Generics, Arrays and Cloning


#1

I wrote a generic merge sort function, and through fighting with the compiler, arrived at the below solution. I had to use copious amount of clone() to get what I wanted. Is there a solution for such a program that involves less friction? Thanks!

use std::cmp::{Eq,Ord};
use std::clone::Clone;

pub fn merge_sort<T: Eq + Ord + Clone>(a: &mut[T]) {
	if a.len() <= 1 { return }

	let mid = a.len() / 2;

	merge_sort(&mut a[..mid]);
	merge_sort(&mut a[mid..]);

	let mut temp: Vec<T> = Vec::new();
	temp.push_all(a);
	
	merge_lists(&a[..mid], &a[mid..], &mut temp);
	for i in 0..temp.len(){
		a[i] = temp[i].clone();
	}

}

fn merge_lists<T: Eq + Ord + Clone>(a: &[T], b: &[T],c: &mut Vec<T>) {
	let mut a_index = 0;
	let mut b_index = 0;
	for i in 0..c.len() {
		if a_index == a.len() {
			c[i] = b[b_index].clone();
			b_index += 1;
		}
		else if b_index == b.len() {
			c[i] = a[a_index].clone();
			a_index += 1;
		}
		else {
			if a[a_index] < b[b_index] {
				c[i] = a[a_index].clone();
				a_index += 1;
			}
			else {
				c[i] = b[b_index].clone();
				b_index += 1;
			}
		}
	}
}

#2
let mut temp: Vec<T> = Vec::new();
temp.push_all(a);

I guess you’re doing this just to ensure the buffer is initialized, since everything in temp gets overwritten by merge_lists. But since merge_lists writes to the elements of temp in order, you can instead pass an empty vector and have it push those elements. To avoid reallocations, use reserve first.

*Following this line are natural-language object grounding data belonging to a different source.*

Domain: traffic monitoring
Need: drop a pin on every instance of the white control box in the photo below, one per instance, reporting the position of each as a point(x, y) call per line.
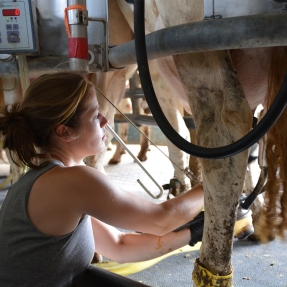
point(17, 27)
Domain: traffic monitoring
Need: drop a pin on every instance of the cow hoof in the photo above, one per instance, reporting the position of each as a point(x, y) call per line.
point(98, 258)
point(142, 157)
point(245, 232)
point(256, 238)
point(243, 225)
point(114, 161)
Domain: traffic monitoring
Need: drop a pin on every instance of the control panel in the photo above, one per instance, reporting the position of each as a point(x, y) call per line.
point(17, 27)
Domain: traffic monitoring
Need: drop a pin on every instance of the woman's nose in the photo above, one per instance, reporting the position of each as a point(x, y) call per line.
point(104, 120)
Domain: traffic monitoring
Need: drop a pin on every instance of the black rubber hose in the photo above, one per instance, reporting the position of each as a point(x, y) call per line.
point(245, 142)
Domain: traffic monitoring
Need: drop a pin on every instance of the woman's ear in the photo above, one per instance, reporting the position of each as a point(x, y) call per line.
point(64, 132)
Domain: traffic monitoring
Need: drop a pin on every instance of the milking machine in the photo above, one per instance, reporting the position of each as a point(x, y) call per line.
point(49, 36)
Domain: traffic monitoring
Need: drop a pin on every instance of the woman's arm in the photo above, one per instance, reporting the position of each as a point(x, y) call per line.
point(99, 197)
point(134, 247)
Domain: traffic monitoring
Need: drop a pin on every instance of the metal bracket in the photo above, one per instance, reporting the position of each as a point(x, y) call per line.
point(98, 54)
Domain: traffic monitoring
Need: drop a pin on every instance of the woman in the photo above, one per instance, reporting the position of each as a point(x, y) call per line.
point(60, 212)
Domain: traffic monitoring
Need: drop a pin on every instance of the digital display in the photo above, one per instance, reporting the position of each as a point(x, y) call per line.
point(11, 12)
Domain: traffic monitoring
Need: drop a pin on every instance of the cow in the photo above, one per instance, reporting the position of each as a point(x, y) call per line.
point(222, 89)
point(112, 84)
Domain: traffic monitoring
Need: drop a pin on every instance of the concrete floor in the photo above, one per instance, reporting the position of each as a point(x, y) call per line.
point(255, 265)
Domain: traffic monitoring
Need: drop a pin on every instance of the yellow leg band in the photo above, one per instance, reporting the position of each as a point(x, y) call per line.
point(204, 278)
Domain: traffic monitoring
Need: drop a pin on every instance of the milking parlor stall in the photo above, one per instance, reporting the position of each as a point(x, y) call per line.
point(38, 37)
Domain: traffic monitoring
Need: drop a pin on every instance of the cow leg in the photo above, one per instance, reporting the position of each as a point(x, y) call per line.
point(126, 108)
point(194, 165)
point(10, 96)
point(222, 116)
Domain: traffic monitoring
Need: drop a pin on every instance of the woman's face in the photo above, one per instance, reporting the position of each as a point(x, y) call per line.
point(92, 134)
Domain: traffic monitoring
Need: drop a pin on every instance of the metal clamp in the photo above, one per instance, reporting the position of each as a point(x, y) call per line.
point(139, 163)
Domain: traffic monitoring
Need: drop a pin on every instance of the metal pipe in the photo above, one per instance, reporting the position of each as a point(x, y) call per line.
point(139, 163)
point(210, 35)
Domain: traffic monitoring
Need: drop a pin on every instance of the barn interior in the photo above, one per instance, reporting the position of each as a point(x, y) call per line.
point(254, 264)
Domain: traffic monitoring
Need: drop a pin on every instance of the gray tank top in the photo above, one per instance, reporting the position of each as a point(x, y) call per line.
point(30, 258)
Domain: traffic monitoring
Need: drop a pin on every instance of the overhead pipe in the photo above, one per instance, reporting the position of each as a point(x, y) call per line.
point(263, 30)
point(238, 146)
point(76, 23)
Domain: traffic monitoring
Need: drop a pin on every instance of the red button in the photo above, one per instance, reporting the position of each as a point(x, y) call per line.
point(11, 12)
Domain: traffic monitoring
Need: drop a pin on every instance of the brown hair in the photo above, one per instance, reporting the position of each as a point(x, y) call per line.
point(50, 100)
point(273, 218)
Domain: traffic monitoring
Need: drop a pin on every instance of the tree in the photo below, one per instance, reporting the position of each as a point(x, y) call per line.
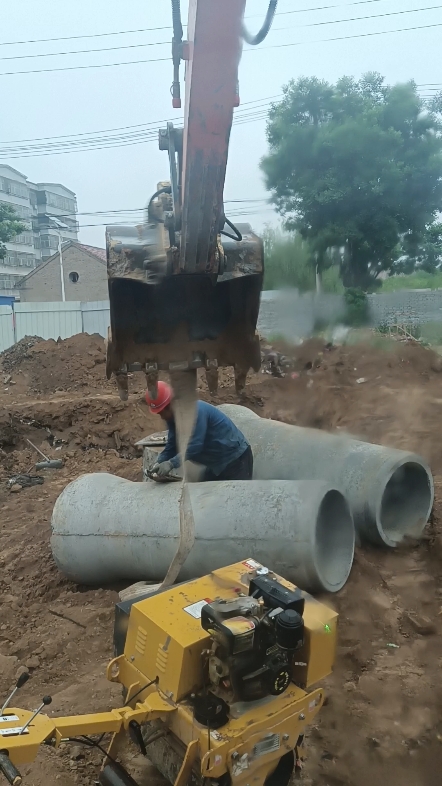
point(354, 167)
point(10, 226)
point(424, 255)
point(290, 262)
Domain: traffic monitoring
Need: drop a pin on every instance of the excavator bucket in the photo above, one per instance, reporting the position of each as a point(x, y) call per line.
point(161, 322)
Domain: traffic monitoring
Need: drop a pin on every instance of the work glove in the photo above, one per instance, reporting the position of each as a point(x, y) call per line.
point(162, 469)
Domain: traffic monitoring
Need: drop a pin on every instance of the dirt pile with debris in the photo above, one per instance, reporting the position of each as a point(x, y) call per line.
point(382, 720)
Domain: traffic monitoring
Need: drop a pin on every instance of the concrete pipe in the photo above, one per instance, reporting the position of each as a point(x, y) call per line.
point(390, 492)
point(105, 528)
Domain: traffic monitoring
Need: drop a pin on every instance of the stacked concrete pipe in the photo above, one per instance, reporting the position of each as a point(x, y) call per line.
point(390, 492)
point(105, 528)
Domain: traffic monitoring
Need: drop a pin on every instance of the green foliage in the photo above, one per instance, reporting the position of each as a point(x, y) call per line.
point(424, 254)
point(356, 307)
point(289, 262)
point(354, 167)
point(418, 280)
point(9, 226)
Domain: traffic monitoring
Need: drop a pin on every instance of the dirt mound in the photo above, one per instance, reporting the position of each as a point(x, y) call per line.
point(63, 365)
point(13, 357)
point(382, 719)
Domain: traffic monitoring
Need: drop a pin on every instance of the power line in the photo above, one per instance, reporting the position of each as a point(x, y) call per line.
point(169, 27)
point(341, 38)
point(163, 43)
point(77, 68)
point(138, 209)
point(84, 51)
point(252, 49)
point(370, 16)
point(137, 125)
point(103, 143)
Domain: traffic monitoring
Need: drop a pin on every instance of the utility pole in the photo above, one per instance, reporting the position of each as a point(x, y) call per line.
point(60, 253)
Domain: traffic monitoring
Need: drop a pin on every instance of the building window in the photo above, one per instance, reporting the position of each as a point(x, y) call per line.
point(49, 241)
point(25, 238)
point(62, 203)
point(20, 210)
point(14, 188)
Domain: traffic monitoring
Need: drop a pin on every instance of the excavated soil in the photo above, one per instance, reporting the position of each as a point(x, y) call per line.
point(382, 722)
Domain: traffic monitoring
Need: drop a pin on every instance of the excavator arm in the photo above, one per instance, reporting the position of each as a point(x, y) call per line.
point(184, 287)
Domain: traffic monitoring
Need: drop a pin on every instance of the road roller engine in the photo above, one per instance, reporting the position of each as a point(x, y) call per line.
point(217, 676)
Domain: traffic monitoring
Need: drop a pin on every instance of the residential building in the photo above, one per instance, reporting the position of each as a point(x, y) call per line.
point(49, 212)
point(84, 276)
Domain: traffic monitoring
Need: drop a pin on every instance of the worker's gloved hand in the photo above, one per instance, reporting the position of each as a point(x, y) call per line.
point(162, 469)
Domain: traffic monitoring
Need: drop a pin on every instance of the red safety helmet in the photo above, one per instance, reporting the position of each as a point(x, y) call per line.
point(163, 399)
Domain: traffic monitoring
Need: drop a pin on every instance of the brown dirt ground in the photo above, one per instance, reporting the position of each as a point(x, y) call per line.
point(383, 721)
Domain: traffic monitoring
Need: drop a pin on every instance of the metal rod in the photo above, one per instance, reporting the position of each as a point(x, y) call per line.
point(37, 449)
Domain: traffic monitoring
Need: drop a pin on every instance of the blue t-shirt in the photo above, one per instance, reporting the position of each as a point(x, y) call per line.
point(215, 441)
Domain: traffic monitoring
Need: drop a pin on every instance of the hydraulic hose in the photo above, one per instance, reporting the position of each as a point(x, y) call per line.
point(256, 39)
point(150, 217)
point(176, 20)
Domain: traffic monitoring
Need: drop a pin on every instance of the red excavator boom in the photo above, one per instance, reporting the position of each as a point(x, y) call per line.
point(185, 286)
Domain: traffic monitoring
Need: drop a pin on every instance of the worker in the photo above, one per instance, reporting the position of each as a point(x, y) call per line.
point(216, 443)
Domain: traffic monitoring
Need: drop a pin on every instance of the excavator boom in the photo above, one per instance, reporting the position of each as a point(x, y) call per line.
point(184, 287)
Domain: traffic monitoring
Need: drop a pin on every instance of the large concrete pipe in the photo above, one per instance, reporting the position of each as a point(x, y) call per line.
point(390, 492)
point(105, 528)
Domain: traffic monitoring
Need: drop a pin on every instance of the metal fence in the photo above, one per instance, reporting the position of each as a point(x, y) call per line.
point(288, 313)
point(52, 320)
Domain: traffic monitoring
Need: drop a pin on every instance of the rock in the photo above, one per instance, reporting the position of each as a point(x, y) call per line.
point(15, 488)
point(77, 753)
point(33, 662)
point(8, 664)
point(421, 624)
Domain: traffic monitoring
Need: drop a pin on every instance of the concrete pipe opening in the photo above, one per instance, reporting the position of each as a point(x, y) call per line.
point(335, 541)
point(406, 503)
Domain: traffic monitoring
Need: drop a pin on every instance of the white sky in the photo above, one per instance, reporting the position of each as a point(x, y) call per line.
point(73, 102)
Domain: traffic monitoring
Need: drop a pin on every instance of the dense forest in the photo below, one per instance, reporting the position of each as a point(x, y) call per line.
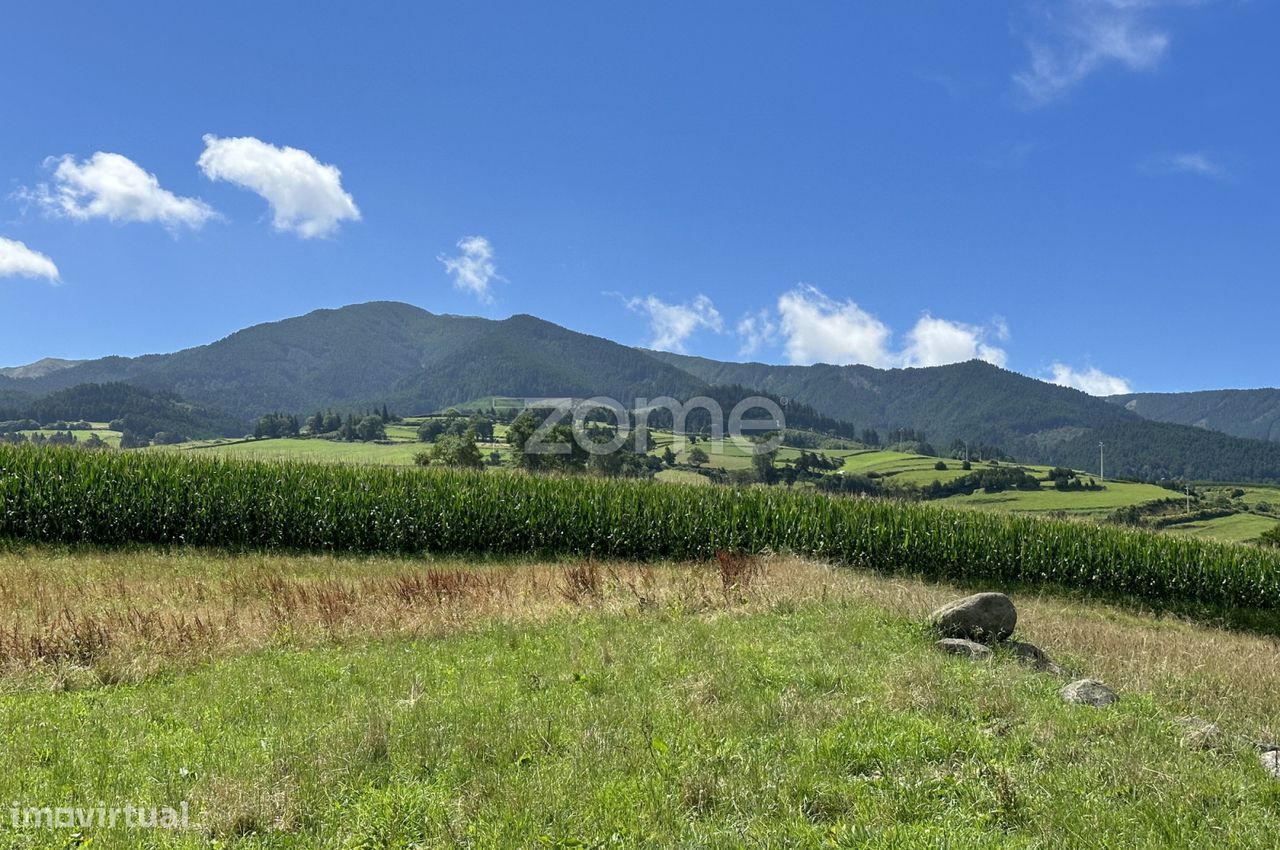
point(128, 408)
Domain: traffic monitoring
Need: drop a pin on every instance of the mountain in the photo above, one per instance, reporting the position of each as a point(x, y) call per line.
point(137, 410)
point(1031, 419)
point(39, 369)
point(1242, 412)
point(415, 361)
point(382, 352)
point(972, 401)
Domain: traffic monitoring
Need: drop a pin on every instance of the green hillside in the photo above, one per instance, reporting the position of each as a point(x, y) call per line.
point(369, 355)
point(1243, 412)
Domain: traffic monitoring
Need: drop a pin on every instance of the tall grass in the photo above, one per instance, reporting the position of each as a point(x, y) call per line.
point(71, 496)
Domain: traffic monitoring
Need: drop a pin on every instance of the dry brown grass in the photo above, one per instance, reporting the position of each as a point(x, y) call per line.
point(67, 616)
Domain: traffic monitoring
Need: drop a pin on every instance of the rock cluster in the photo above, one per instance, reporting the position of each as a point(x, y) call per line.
point(972, 626)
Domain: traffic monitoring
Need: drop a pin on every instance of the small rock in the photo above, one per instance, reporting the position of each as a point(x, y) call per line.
point(1088, 691)
point(1200, 734)
point(983, 616)
point(961, 647)
point(1034, 657)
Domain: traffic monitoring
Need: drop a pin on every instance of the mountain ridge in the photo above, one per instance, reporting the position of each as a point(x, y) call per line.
point(362, 356)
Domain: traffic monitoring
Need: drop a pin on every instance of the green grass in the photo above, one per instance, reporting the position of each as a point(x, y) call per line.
point(1051, 501)
point(819, 725)
point(397, 453)
point(69, 496)
point(1238, 528)
point(106, 435)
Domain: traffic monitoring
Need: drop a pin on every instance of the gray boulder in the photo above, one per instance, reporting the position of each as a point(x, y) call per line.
point(1088, 691)
point(961, 647)
point(1033, 657)
point(986, 617)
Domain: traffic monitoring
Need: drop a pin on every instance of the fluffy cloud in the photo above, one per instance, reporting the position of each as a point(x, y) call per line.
point(1197, 163)
point(755, 330)
point(673, 323)
point(1084, 36)
point(936, 342)
point(474, 270)
point(305, 195)
point(19, 261)
point(114, 187)
point(1091, 380)
point(818, 329)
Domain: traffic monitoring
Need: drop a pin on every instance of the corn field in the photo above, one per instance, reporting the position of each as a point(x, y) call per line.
point(113, 498)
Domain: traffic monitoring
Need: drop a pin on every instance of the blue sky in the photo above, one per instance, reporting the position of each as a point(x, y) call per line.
point(1083, 191)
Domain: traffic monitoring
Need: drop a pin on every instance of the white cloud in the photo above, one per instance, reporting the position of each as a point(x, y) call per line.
point(305, 195)
point(818, 329)
point(19, 261)
point(1084, 36)
point(755, 329)
point(1091, 380)
point(936, 342)
point(1191, 163)
point(673, 323)
point(114, 187)
point(474, 270)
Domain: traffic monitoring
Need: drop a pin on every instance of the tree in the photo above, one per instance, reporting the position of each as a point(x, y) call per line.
point(521, 432)
point(371, 428)
point(457, 451)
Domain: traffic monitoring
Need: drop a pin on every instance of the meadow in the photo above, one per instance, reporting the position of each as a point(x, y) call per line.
point(891, 466)
point(332, 656)
point(371, 702)
point(118, 498)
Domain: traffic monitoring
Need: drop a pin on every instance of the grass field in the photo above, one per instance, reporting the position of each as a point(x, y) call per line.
point(1051, 501)
point(392, 453)
point(360, 703)
point(1238, 528)
point(892, 466)
point(104, 433)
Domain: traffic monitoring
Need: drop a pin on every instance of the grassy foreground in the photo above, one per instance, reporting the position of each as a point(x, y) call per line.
point(69, 496)
point(361, 703)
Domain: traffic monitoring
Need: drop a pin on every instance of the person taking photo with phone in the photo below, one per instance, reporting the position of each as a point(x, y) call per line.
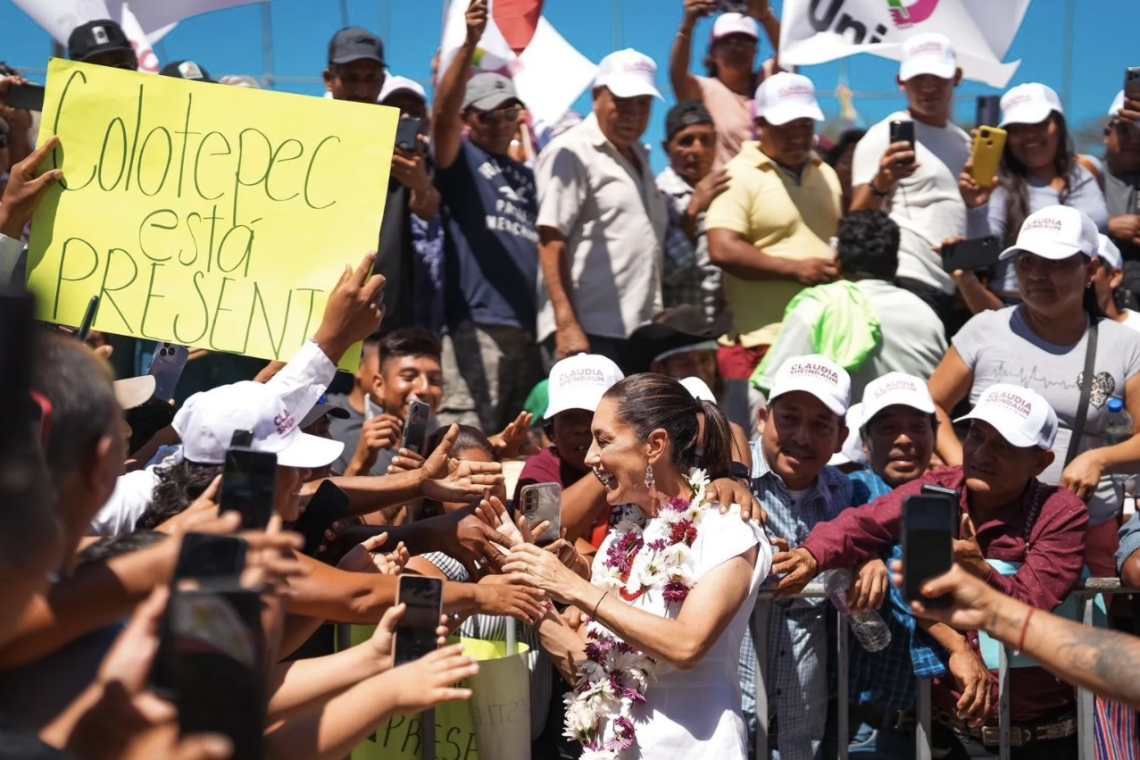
point(915, 179)
point(730, 65)
point(1057, 343)
point(490, 243)
point(1039, 168)
point(1020, 536)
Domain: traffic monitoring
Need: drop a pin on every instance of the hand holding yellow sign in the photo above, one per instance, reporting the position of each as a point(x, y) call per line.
point(212, 217)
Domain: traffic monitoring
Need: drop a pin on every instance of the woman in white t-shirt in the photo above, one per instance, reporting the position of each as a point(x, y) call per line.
point(1042, 344)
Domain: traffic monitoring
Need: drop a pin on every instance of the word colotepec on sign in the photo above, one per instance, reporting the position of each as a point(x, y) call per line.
point(206, 215)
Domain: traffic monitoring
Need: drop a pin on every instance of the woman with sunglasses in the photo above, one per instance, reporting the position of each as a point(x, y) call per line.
point(1039, 169)
point(731, 66)
point(1044, 344)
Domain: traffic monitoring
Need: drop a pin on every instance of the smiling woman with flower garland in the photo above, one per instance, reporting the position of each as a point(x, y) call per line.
point(654, 662)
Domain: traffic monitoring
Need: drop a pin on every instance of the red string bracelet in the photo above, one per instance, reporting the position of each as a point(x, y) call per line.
point(1025, 629)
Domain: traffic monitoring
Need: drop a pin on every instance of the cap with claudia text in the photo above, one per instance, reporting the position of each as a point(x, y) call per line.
point(393, 84)
point(1108, 253)
point(489, 91)
point(579, 382)
point(355, 43)
point(729, 24)
point(928, 54)
point(685, 114)
point(98, 37)
point(784, 98)
point(186, 70)
point(1056, 233)
point(1029, 104)
point(816, 375)
point(628, 74)
point(896, 389)
point(1022, 416)
point(208, 421)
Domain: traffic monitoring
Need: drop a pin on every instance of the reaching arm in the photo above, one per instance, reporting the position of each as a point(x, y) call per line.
point(949, 385)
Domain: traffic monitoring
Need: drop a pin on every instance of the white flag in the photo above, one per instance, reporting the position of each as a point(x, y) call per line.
point(982, 31)
point(550, 75)
point(148, 62)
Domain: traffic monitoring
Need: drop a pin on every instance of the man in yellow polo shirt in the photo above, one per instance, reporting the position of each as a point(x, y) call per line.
point(771, 230)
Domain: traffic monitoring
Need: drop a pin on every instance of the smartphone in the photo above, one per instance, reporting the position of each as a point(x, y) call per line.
point(29, 97)
point(543, 503)
point(92, 309)
point(928, 529)
point(415, 634)
point(247, 485)
point(988, 113)
point(415, 427)
point(326, 506)
point(970, 255)
point(953, 499)
point(1132, 83)
point(407, 135)
point(210, 556)
point(211, 664)
point(903, 131)
point(988, 147)
point(167, 366)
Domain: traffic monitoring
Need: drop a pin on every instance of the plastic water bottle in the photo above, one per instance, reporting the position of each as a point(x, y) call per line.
point(1117, 430)
point(869, 627)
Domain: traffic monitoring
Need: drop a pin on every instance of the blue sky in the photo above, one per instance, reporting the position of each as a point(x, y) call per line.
point(229, 42)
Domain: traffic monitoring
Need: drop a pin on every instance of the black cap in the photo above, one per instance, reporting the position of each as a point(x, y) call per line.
point(672, 328)
point(186, 70)
point(355, 43)
point(95, 38)
point(686, 113)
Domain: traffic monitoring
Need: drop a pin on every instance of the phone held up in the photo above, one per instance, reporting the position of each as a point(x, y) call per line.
point(543, 503)
point(903, 131)
point(249, 482)
point(415, 632)
point(929, 526)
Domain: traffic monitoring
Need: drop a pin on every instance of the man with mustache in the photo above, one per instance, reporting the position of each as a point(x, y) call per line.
point(803, 428)
point(1022, 537)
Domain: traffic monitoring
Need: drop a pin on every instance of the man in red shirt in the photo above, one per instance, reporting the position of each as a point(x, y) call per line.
point(1010, 520)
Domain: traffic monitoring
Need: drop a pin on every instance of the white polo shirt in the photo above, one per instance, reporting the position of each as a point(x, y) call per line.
point(613, 219)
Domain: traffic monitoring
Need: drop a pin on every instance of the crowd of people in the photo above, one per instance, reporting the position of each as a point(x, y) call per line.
point(737, 373)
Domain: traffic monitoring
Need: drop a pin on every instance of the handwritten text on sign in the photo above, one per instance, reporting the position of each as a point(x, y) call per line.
point(202, 214)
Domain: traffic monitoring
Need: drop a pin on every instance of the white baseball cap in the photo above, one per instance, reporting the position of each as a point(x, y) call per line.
point(1056, 233)
point(852, 454)
point(208, 421)
point(928, 54)
point(393, 84)
point(699, 389)
point(1114, 111)
point(1028, 104)
point(895, 389)
point(784, 98)
point(628, 74)
point(1108, 253)
point(729, 24)
point(816, 375)
point(579, 382)
point(1022, 416)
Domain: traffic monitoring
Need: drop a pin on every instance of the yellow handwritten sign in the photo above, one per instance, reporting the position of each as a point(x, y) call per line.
point(208, 215)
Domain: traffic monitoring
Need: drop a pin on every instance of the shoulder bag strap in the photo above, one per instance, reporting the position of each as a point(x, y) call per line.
point(1082, 410)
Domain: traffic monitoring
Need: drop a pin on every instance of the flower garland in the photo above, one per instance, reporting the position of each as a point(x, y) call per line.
point(645, 566)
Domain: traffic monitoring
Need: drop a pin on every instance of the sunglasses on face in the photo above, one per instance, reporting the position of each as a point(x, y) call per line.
point(509, 114)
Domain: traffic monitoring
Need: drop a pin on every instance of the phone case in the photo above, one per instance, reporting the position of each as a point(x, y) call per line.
point(543, 503)
point(988, 147)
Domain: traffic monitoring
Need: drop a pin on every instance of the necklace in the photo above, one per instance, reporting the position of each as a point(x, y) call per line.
point(648, 565)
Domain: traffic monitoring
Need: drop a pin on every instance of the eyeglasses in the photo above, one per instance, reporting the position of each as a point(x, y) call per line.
point(507, 114)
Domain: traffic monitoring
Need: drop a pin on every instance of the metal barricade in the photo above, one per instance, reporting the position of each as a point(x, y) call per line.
point(1085, 704)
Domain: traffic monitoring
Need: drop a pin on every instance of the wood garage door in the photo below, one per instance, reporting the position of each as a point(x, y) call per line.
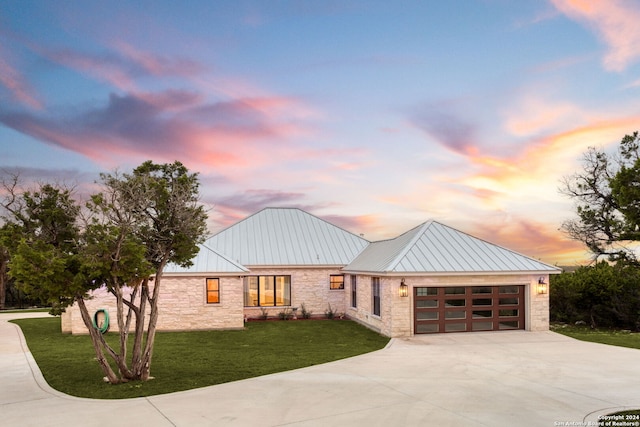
point(468, 309)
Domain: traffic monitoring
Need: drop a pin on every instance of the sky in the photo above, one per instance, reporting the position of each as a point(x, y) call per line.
point(374, 115)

merge_lists(&a[..mid], &a[mid..], &mut temp);

Since you’re passing a reference, a is expected to still be a valid list of Ts at the end of the call, so merge_lists is forced to clone the elements the first two parameters. Unfortunately, I’m not sure there’s a way to fix this in safe code without incurring some other overhead… This is one thing &uniq [T] (or whatever it’s called) from the recent RFC would be useful for, although for this use case, a similar type implemented in a library using unsafe code would also be sufficient.

If you care about safety more than performance, you can change merge_sort to take a as a Vec, then use split_off to split it into two Vecs at the midpoint. However, the allocator isn’t smart enough to be able to reuse the memory of each part of the original Vec, so half of it will be memcpy’d into a new buffer.


#3

@comex already gave a good answer to your questions, but I just thought I’d let you know that I have a repository of sorting algorithms, including merge sort:

I also used lots of clone(); I didn’t see a good way around that other than some ugly unsafe code, and I was focusing more on readability.


#4

@comex thanks for the tip. This is what I ended up doing:

let mut temp: Vec<T> = Vec::with_capacity(a.len()); 

Not sure about what you mean about reserve though. Is this some language feature? Because I can’t seem to find it.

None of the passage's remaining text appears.